Vegan Creme Caramel Apple Bread Pudding
The other day I got several loaves of new Sara Lee Artesano-style bread. I liked the the thick-sliced bread because it has no artificial flavors, colors or high fructose corn syrup.I decided to use the bread to make a dessert that combine three of my favorite desserts, creme caramel, apple pie and bread pudding. Maybe I should call it apple pie bread pudding al creme caramel.Cut the bread into 2 inch cubes. Place the bread in a bowl and leave it to dry for couple hours.Start by mixing almond milk with corn starch to make the creme. Cook the mixture over medium heat, stirring continuously, until the milk thicken and coat a spoon. Remove from the stove and add the orange marmalade or pureed candied oranges. Pour this mixture over the bread and let is set for an hour.Caramelize one cup of sugar and pour it while hot into bread mold.Peel, dice couple Granny Smith apples into 1 inch cubes and toss with cinnamon and pine nuts. Place on the bottom of bread mold.Caramelize one cup of sugar and pour it while hot over the apple mixture. Allow the caramelized sugar to harden.Spoon the soaked bread over the apple into the bread mold.Place the bread mold into deep baking tray and pour hot water and bake in 395 F. degree for 40 minutes.Remove from the oven, allow the bread pudding to sit for 5 minutes and then turn it upside down into flat serving platter. Savor the flavors.
- 2 Granny Smith apples
- 1 teaspoon cinnamon
- 1 tablespoon brown sugar
- 4 tablespoons pine nuts
- 1 1/2 cups sugar
- 6 cups almond milk
- 3 tablespoons corn starch
- 1 cup orange marmalade
- 1 tablespoon vanilla extract
- 6 cups bread cubes
- Peel the apples and cut them into 1 inch cubes. Toss the apple cubes with the pine nuts in cinnamon and brown sugar mixture. Spoon the apple and pine nuts mixture into 13x4x4 bread mold.
- Caramelize one cup of the sugar until golden brown and pour right away over the apple cubes.
- Mix the corn starch with 1/4 cup water. Mix the almond milk with the rest of the sugar and the corn starch. Cook over heat, stirring continuously, until the milk slightly thicken and start to coat the spoon -- now have your vegan cream--. Remove from the heat and whisk the orange marmalade and the vanilla extract.
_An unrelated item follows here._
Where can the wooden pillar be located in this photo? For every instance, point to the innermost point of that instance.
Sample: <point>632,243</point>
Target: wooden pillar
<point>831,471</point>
- Add the slightly dry bread cubes into the almond milk cream. Leave the bread in the milk to soak for at least 30 minutes.
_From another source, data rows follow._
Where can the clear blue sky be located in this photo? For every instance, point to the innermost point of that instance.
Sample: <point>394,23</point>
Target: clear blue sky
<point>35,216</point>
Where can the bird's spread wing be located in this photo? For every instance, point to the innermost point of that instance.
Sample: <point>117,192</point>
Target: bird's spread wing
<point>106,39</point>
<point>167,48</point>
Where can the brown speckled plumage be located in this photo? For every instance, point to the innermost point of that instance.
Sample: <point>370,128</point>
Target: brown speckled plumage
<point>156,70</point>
- Spoon the bread with the milk over the cold caramel. Tap gently.
- Place the bread pan into large baking pan. Pour hot water into the larger pan for about 1 inch thick.
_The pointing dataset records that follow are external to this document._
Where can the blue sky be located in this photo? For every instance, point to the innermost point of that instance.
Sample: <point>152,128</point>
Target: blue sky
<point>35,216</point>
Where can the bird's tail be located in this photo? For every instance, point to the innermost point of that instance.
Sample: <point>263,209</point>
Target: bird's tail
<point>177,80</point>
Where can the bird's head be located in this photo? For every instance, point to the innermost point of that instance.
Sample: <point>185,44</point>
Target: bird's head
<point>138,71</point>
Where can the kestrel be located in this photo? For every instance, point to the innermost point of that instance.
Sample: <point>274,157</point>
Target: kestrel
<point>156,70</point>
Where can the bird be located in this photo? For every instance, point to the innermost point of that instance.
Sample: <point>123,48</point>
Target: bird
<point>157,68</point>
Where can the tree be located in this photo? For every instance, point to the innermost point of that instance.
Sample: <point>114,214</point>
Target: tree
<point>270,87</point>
- Bake in 395 F. oven for 35-45 minutes. Remove from the oven. Remove the bread mold from the large baking tray and set aside.
- Allow the bread pudding to rest for 5 minutes. Place flat serving platter on top of the mold and then gently but quickly turn the mold upside down onto the serving platter. Wait 5 minutes and gently remove the mold. Serve room temperature or cold.